Extracting ZIP and JSON Data using Python!

Siraj Sabihuddin
Siraj Sabihuddin

A scientist, engineer and maker working out how to understand power usage around the world using programming!

Are you one of those paranoid people who is terrified that an insane calamity is just around the corner? Are you obsessively checking the world news waiting for the moment that you can spring into action? Well, why not harness that obsessiveness, be productive at the same time and check out if your country’s power system is about to come crashing down. Here I’ll show you a little bit of Python coding and analysis I did to discover some information about Taiwan’s Power Grid. Find out what I discovered and how below. TL;DR: You’ll be relieved to know the lights are still on in Taiwan …. yes …. indeed ….. sigh … who am I kidding. None of you are actually reading any of this text are you? … why don’t I just show you the pretty pictures and colorful code? Boys and girls, take out your crayons.

My Goals

Essentially I want to understand a bit more about what the Taiwan Power Grid looks like. To do this I’m going to essentially start by building a standard skeleton file in Python to extract this data from Taiwan’s openly published data. The process will involve a few key steps as shown:

  • Opening and looking inside ZIP File data package
  • Extracting relevant time period data files from the ZIP file
  • Reading the JSON data structures inside the selected files
  • Collecting and aggregating the data from these data structures
  • Doing some very simple calculations on the data
  • Doing a very simple visualization of the data & talking about some of the implications

But before we get to all of that let’s setup the python environment. This is only for newbies or people who have spent so long programming in other languages that they’ve gotten terribly rusty with python (a.k.a. me right now).

Setting Up Python Environment

Basically, the first step is to setup Python. I used python eons ago and so I need to do a bit of re-learning. So those of you who are beginners or like me, this section is for you! The rest of you can skip on to the next section.

  • Install Anaconda or Miniconda. Both of these are essentially package managers. And you use them to install add-ons or upgrades to your Python environment as you need. I’ll be using Anaconda.
Anaconda is free for non-commercial. Anaconda is great for beginners as it packages everything you need with all sorts of scientific tools as well. Think fancy GUI here.
Miniconda is some sorta minimal clone. And typically is packaged together with only the minimum set of things you need. This means two things. Its less bloated and its intended for the discerning connoisseur who know what he/she/it wants. Think command line operations here.
  • At this stage we have a choice between IDEs: PyCharm, Jupyter or Spyder. I ended up choosing Spyder. I found PyCharm to be clunky and difficult to use for such a simple project. It seems to be geared more towards large software projects. Avoid it if you are just getting started as its hopelessly confusing for a beginner. Jupyter is an online editor and IDE. Spyder is offline, very easy to use and has something of the look and feel of MATLAB as well in the way you can browse variables, use the console and program at the same time.
  • Now as a point of reference.
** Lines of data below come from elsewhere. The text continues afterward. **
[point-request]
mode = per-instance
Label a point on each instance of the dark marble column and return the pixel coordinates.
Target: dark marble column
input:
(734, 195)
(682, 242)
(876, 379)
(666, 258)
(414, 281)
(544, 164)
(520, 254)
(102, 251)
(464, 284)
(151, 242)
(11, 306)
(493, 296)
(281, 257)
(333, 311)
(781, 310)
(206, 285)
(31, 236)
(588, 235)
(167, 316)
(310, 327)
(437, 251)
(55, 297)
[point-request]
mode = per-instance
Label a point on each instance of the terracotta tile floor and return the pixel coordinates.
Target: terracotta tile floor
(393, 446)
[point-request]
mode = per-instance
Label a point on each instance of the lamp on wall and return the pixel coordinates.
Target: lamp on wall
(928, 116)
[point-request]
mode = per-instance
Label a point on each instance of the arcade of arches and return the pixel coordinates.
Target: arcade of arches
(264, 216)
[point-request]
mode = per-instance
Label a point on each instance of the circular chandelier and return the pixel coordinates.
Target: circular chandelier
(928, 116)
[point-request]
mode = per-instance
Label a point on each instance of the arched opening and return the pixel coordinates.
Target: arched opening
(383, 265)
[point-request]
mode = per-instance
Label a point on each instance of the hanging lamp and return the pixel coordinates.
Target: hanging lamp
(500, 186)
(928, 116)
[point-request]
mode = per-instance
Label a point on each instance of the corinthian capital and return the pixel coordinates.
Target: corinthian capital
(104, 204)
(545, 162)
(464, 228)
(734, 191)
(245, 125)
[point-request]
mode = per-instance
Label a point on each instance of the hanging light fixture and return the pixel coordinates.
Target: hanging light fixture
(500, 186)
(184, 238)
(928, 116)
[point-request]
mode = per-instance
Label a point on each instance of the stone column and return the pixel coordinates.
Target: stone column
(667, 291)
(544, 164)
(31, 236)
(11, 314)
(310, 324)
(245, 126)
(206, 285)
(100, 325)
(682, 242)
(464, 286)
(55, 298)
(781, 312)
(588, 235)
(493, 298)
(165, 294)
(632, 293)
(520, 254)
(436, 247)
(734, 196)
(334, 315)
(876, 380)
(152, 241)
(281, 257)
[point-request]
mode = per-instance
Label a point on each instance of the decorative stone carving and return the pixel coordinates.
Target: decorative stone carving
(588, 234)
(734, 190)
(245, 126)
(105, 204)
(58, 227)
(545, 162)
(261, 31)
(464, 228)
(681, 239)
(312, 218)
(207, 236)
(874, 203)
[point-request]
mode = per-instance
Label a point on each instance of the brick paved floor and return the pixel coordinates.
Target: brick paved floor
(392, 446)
We will need to use some documentation while programming. You can directly use the Python documentation as linked below.

Power Data Sources

For my particular reference case, I’m going to start by looking at the data from Taiwan. In Taiwan, the Taiwan Power Company (a.k.a. TPC or Taipower) provides open licensed publicly available data via their web portal in live format. Further they also provide packaged offline data on their various government portals that could be useful in understanding power dynamics of the Taiwan National Grid. Click on the buttons below to see some of this data. Be warned its in Traditional Chinese so you’ll need to do some translating if you don’t understand.

WORLD DATA SOURCES (Not an Exhaustive list!)

There is an array of power systems related data available for countries around the world online, but it remains quite fractured. For now I want to quickly point you out to a few of these data sources. The first is the Open Power System Data project which is a European project aimed at collecting data for energy system models. Another is the European Network of Transmission System Operators for Electricity (ENTSO-E) which provides a beautiful set of data visualization tools for multiple countries across Europe using their transparency platform. If you are interested in the UK specifically, the UK National Grid ESO provides some data as well via their data portal. For additional high level world data you can also check out the Global Energy Observatory, Enerdata Global Energy Statistical Yearbook, British Petroleum’s Statistical Review of World Energy and Our World in Data (Energy) aggregated datasets. There are also independent people who have packaged missing data from Taiwan and other countries into convenient ZIP files – one of these is the data I’ll be using for analysis.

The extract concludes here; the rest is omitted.